I romani Leviathan, ormai da secoli orfani del vocalist originale Alex Brunori nonché del suo sostituto ascoltato nell’ultimo “Volume” (si fa per dire, risale al 1998…), presentano un ospite d’eccezione al microfono: Pierfrancesco Drago, apprezzato clone gabrielliano nei Revelation ma anche ex-frontman di una band cui sono piuttosto affezionato: gli Arcadelt. La loro “Vecchi giochi” riprende il tema precedente ma presto se ne distanzia: abbiamo un new-prog cantato in italiano e caratterizzato dai tipici equilibrismi tastieristici che fecero la gioia dei nostalgici negli anni’80 (ci sento soprattutto i Pallas…), diamo però merito ad Andrea Amici per aver optato per la timbrica antica dell’organo Hammond, accanto agli ubiqui synth. Spazio più limitato per la chitarra, suonata dal batterista Andrea Moneta in stile genesisiano ma spazi vuoti non se ne notano, grazie anche all’interpretazione teatrale di Drago e alla voce di soprano dell’ospite Rossella Salvucci. In definitiva un brano “oscuro” ma non certo “gotico”, dinamico ed equilibrato.

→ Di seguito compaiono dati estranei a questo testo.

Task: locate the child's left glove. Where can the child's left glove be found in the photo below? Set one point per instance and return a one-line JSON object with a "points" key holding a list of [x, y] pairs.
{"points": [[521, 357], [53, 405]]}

Infine, tocca ai Floating State (con due album all’attivo) inscenare l’epilogo: “Suite dall’inconscio dell’assassino”. Formazione atipica, quella pugliese, così ricca da sfiorare l’eclettismo… dei Gentle Giant! Non che questo sia un paragone realmente calzante, ma la frequente presenza del sax (Grazia Stella) nella costruzione delle trame sonore, per non parlare di flauto e vibrafono, può portarci da quelle parti, almeno finché il gruppo non decide di inserire la loro… apocalisse in tempi dispari e ricondurci così ai “soliti” Genesis (o ai Marillion di Grendel, fate voi). Per fortuna la varietà – come dicevo – non è virtù che difetta ai Floating State, e così le sezioni centrali della suite sono più figlie dei Gong (quelli di Moerlen, però) che altro. Filo conduttore in un labirinto fin troppo eterogeneo è la voce altamente teatrale di Marco Esposito, che per evidenti esigenze narrative finisce a volte per risultare un po’ invadente. Insomma, carne al fuoco ce n’è tanta (ho già citato anche i claustrofobici VdGG di Godbluff? No?) e non sempre il raccordo tra le sezioni suona naturale; presi singolarmente, i vari frammenti (si tratta di ben 10 sottotitoli) sono più che apprezzabili, la critica riguarda solo la spontaneità del risultato finale.
Concludo rimarcando la cura riversata nell’assemblare il booklet di questo CD, completo di dettagliate presentazioni, testi, traduzioni e le tavole scenografiche di Stefano Scagni ispirate al film di Argento.